On the Babbage platform 55 miles off the east coast they produce enough gas in a day to fill the Olympic Stadium in London four times over.
A core crew of 20 men live and work here, split into two shifts of ten. They spend two weeks at a time on the platform, handing over to their opposite number - or 'back-to-back' - before heading home for a fortnight's break.
Stewart Purcell, 40, from Lowestoft, is the senior operations technician. Married with a young son he's been offshore for more than two decades.
Like most on board though, he has multiple roles, able to act as crane driver, helicopter landing officer, firefighter and lifeboat coxswain if needed.
"It's difficult when you first come away. Everything always seems to go wrong at home when you're offshore rather than when you're at home," he said.
"And it can feel like you condense a month's home life into a fortnight sometimes, going out, having meals and sorting stuff out. But I've been doing it for 22 years so I'm used to to it now."

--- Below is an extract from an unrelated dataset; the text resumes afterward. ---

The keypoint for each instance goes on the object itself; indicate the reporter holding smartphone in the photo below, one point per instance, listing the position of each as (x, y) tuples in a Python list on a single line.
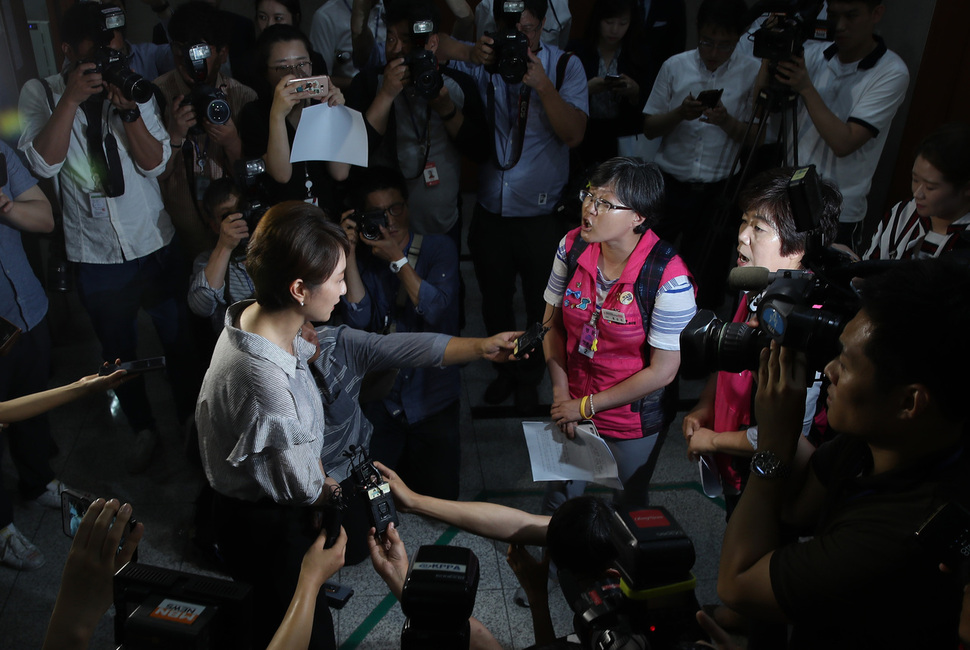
[(269, 122), (698, 143)]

As a steward, keeping this place habitable is the job of Louis Farquhar, 26, a father of one from Aberdeen.
"My job's basically to make sure the living spaces are clean and hygienic" he said. "I want to work my way up to chef and this works well for me. If I was on shore I could be working six days a week. With this I get two solid weeks with my little boy. It's great."
The £400m platform has three levels. On the lower deck is the operations room complete with a small gym.
Above it sits the accommodation block with room for 30 men.
Normally the crew is much smaller meaning they have a room to themselves complete with en-suite bathroom.
In the lounge area there is satellite TV, a games console, and an endless supply of motoring magazines.
Babbage has internet access and even a landline telephone allowing the men to ring home easily.
Many make video calls to their wives and children.
Some though prefer the privacy of Babbage's other unique feature: an old red phone box bolted to the deck.
"It's the first place the German managers want their photo taken when they visit the platform," joked one worker.
Running the galley is ex-RAF chef Andrew Bullivant, 43, from Doncaster. There is also a baker who works through the night preparing food and baking bread for breakfast.
"After 22 years in the military this sort of life is pretty normal for me," said Andrew. "I'd often be away for four or six months at a time so two weeks is pretty easy. I absolutely love it."
Fresh food arrives once a month by sea from Great Yarmouth and is craned aboard. Newspapers arrive with the helicopter flights a couple of times a week.
As well as healthy options, offshore tradition dictates there are 'tab nabs' - tea and cakes - at three o'clock every day.
"There's two types of big people on board," said Chris West, 22, a communications technician from Coltishall, in Norfolk: "Those who work out, and the ones that raid the cakes!"